People in the U.S. finally seem to be waking up to the country’s massive food waste problem.
Following several high-profile efforts by businesses and lawmakers to discourage wasted food, a new petition from environmental nonprofit Feedback calls on grocery chains to work with suppliers to simplify the date labels they put on products.
Experts say making the country’s perplexing date labeling system easier to understand could help prevent hundreds of thousands of tons of food from being wasted each year.
The petition, launched on Monday, asks six of the country’s largest food retailers (Walmart, Ahold, Kroger, Costco, Safeway and Publix) to require that all food sold in their stores be labeled according to a uniform date labeling system. The new system would replace the current hodgepodge labeling scheme with a set of clear, standardized labels.
If major chains adopt a simplified labeling system, the hope is that other food retailers and their suppliers will follow suit, says Tristram Stuart, an anti-food waste campaigner and founder of Feedback.
“What we at Feedback are calling for is for corporations to get around the table now and make an agreement among themselves to standardize date labels and communicate to the public what those date labels mean,” Stuart told The Huffington Post.
The current date labeling system is a mess. There are no federal laws dictating how expiration dates should be set or marked. And while each state has labeling laws, food manufacturers tend to come up with their own date labels based on their best guess of when food will go bad or lose its freshness.
“In all my years of campaigning, I feel that the date labeling situation in the U.S. is the most absurd situation I’ve seen,” Stuart said.

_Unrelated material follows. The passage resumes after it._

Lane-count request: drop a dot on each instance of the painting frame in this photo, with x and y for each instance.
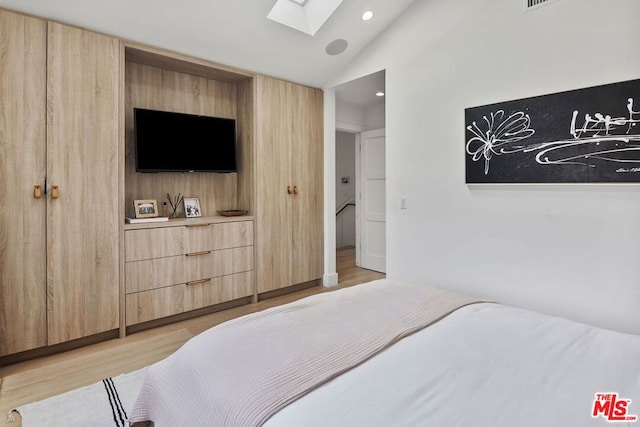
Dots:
(145, 208)
(581, 136)
(192, 207)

Feedback’s petition comes as more and more businesses and lawmakers recognize the need to simplify the country’s date labeling system. Walmart already requires suppliers of its “Great Value” brand of products to mark food with the “best if used by” label. In addition, a bill before Congress, if passed, would use just two labels: one that indicates quality (“best if used by”) and one meant to ensure safety (“expires on”).
Congresswoman Chellie Pingree (D-Maine) explains why she introduced the new legislation in May:
The petition’s backers say getting companies to voluntarily adopt clearer date labels could help drum up support for federal legislation. That could be crucial. While there appears to be some appetite in Congress for reducing food waste, even supporters of the bill don’t think it’s likely to pass this summer, given the impending presidential election.
“The only other issue is the timing,” Emily Broad Leib, director of Harvard University’s Food Law and Policy Clinic, told HuffPost. “This isn’t the most pressing national issue facing Congress and the [Obama] administration.”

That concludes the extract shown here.